Par Upsocl
17/11/2022

Yanina Alfaro, 44 ans, a déclaré que les gens trouvent “étrange” qu’une employée domestique gagne autant d’argent. “Pour profiter de la vie comme je le souhaite, je dois me lever à six heures du matin”, a déclaré cette femme, qui a voyagé dans toute l’Argentine, et a aussi été à Miami et Disneyland.

Les réseaux sociaux peuvent se prêter à beaucoup de choses, mais il arrive qu’ils servent aussi à découvrir des réalités souvent ignorées ou que l’on supposerait impossibles dans certains coins du monde.

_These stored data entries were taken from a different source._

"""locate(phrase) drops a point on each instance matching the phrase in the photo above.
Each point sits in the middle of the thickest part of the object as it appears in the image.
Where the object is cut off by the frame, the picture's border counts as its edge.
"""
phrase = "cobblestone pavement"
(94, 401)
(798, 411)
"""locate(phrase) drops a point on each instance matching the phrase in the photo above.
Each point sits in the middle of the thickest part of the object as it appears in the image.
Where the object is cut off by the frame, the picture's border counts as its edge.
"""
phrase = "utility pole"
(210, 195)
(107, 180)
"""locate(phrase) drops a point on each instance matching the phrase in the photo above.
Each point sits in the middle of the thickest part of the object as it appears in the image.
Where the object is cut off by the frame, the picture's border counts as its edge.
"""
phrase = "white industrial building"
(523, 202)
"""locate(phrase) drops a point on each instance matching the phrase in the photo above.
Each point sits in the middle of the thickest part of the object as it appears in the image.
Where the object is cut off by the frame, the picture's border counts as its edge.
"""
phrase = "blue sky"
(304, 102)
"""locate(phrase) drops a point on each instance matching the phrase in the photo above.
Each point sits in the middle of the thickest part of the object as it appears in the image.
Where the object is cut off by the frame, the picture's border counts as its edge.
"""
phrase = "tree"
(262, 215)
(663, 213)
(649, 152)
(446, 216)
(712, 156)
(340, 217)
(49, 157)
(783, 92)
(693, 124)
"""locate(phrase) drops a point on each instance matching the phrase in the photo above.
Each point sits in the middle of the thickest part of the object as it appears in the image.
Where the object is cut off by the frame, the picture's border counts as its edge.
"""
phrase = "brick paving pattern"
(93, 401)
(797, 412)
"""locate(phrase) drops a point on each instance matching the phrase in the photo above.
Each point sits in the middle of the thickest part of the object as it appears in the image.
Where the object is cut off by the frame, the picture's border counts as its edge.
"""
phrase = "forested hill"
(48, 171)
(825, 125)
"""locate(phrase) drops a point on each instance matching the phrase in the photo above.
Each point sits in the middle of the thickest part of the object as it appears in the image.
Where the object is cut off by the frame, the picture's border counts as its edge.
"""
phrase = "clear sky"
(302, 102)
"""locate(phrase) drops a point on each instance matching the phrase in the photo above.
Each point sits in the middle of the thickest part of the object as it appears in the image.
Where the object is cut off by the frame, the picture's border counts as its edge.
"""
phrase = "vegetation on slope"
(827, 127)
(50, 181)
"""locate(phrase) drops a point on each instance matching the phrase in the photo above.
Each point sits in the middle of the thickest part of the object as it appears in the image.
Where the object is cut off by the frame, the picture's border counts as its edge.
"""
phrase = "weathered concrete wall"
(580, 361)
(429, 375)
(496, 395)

C’est ce qu’a pensé Yanina Alfaro, une femme originaire d’Argentine qui, par le biais de TikTok, a révélé qu’elle mène une vie de luxe et de voyages avec un travail qui peut souvent être mal vu ou faire l’objet de préjugés : celui d’employée de maison.

Yanina Alfaro

La femme de 44 ans a accordé un entretien à Infobae, dans lequel elle a révélé que, depuis plus de dix ans, elle doit lutter contre la discrimination liée à son statut de travailleuse domestique. En fait, son ex-mari cachait même sa profession. 

Malgré cela, au fil du temps, elle a su tirer le meilleur parti de son travail et voyage désormais constamment grâce à son salaire. Yanina séjourne dans des hôtels luxueux et a même visité Miami et Disneyland aux États-Unis.

 

Yanina Alfaro

“Je ne me limite pas à travailler quatre ou cinq heures par jour, je travaille douze heures par jour, de sept heures du matin à sept heures du soir”, a-t-elle déclaré. Elle se rend chaque jour au domicile de différentes familles ce qui lui permet de ne pas avoir à dépenser d’argent dans un loyer.

Yanina a gagné de nombreux fans sur les réseaux sociaux après avoir exposé sa vie intime et ses voyages. “J’ai remarqué que ce sont surtout des filles qui font le ménage qui me suivent. Elles me disent que je suis une source d’inspiration. Plusieurs m’ont demandé comment j’avais obtenu mon premier emploi. Grâce à TikTok, j’ai aussi pu commencer à faire le ménage dans une nouvelle maison”, a-t-elle déclaré.

Yanina Alfaro

Selon l’employée de maison, les gens sur les réseaux sociaux trouvent “étrange” qu’elle parvienne à se faire autant d’argent avec son travail. En fait, elle a aussi reçu des commentaires négatifs dans lesquels on l’accuse de vivre aux frais de l’État, en touchant des subventions. En  Argentine on se réfère aux gens qui profitent du système en utilisant le terme “planero” ou “planera” au féminin.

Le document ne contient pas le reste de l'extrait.